5.1. Comparison of Results

This study leverages panel data from 283 Chinese cities spanning 2006 to 2020 to examine the transmission mechanisms, regulatory mechanisms, and spatial spillover effects of ICA on GTFP through both theoretical and empirical analyses. As the world’s second-largest economy, China’s practices in green transformation hold profound international relevance. Therefore, investigating the relationship between ICA and GTFP in China not only enriches our theoretical understanding but also provides valuable empirical insights and policy recommendations for other nations.
Regarding the transmission mechanism, this study differs from the existing literature, which often explains the impact of ICA on GTFP primarily through single channels such as technological innovation and progress [1,30,31]. Here, we systematically explore the transmission mechanism from the perspective of resource allocation, revealing that ICA significantly boosts GTFP by optimizing the allocation of capital and energy resources, although it does not enhance GTFP through improvements in labor allocation. This approach broadens the understanding of ICA’s mechanisms of influence and offers new solutions to resource misallocation issues, further enriching research on how ICA affects GTFP.
In terms of the regulatory mechanism, this study innovatively uses the PSTR model to examine how local government competition and environmental regulation moderate the ICA–GTFP relationship. This differs from previous studies, which mainly focused on moderators such as innovation agglomeration, institutional distance, and policy advantages [1,32]. Our results indicate that stronger environmental regulation significantly enhances ICA’s positive effect on GTFP, while the positive impact of ICA on GTFP diminishes when local government competition intensity exceeds a certain threshold.
In examining spatial spillover effects, this study diverges from the previous literature [30,33,34] by analyzing ICA’s impact on GTFP from the perspectives of industry type, city size, and urban cluster characteristics. Specifically, coordinated agglomeration of both high-end and low-end producer services with manufacturing raises local GTFP, while coordinated agglomeration of low-end producer services with manufacturing also enhances GTFP in neighboring cities. ICA in megacities positively influences both local and surrounding GTFP, whereas ICA in large cities tends to suppress GTFP in adjacent areas. Additionally, ICA promotes local GTFP in all urban clusters except the Middle Yangtze River and Pearl River Delta clusters; in the Middle Yangtze River cluster, ICA boosts GTFP in surrounding areas, whereas in the Chengdu–Chongqing cluster, ICA suppresses GTFP in neighboring regions.
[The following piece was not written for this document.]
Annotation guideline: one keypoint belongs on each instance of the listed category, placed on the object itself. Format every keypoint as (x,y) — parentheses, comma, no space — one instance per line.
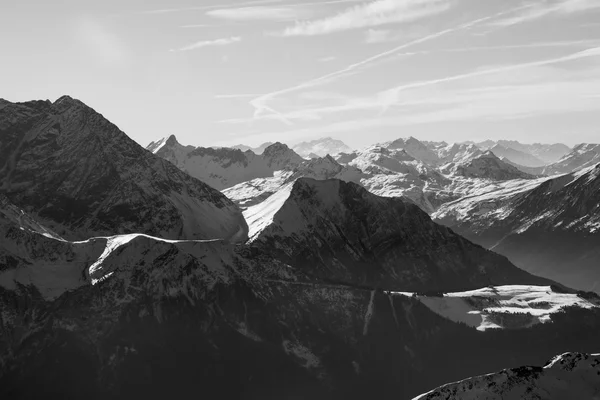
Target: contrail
(259,103)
Furthermore, this study examines the spatial decay boundary of ICA’s impact on GTFP, finding that ICA exerts a significant positive spatial spillover effect within a 100 km radius. This discovery expands the scope of research on spatial spillover effects, offering valuable insights into the spatial boundaries of industrial agglomeration impacts and providing practical guidance for regional coordination and urban cluster planning. This suggests that appropriately planned ICA within defined spatial boundaries can effectively enhance green productivity across regions.
This study not only provides empirical support for China’s green transformation but also offers important insights for other countries as they pursue green economic transitions, formulate industrial policies, and plan regional development. Through well-designed industrial policies, countries can direct resources toward efficient, low-pollution industries, facilitating green technology diffusion and optimized resource allocation. In urban cluster planning, countries can design layouts that enable the agglomeration effects of core cities to extend to surrounding areas, fostering a coordinated regional green structure. Additionally, our findings underscore the critical roles of environmental regulation, regional coordination, and moderate competition within ICA, supporting China’s green transformation while offering practical guidance for sustainable development worldwide.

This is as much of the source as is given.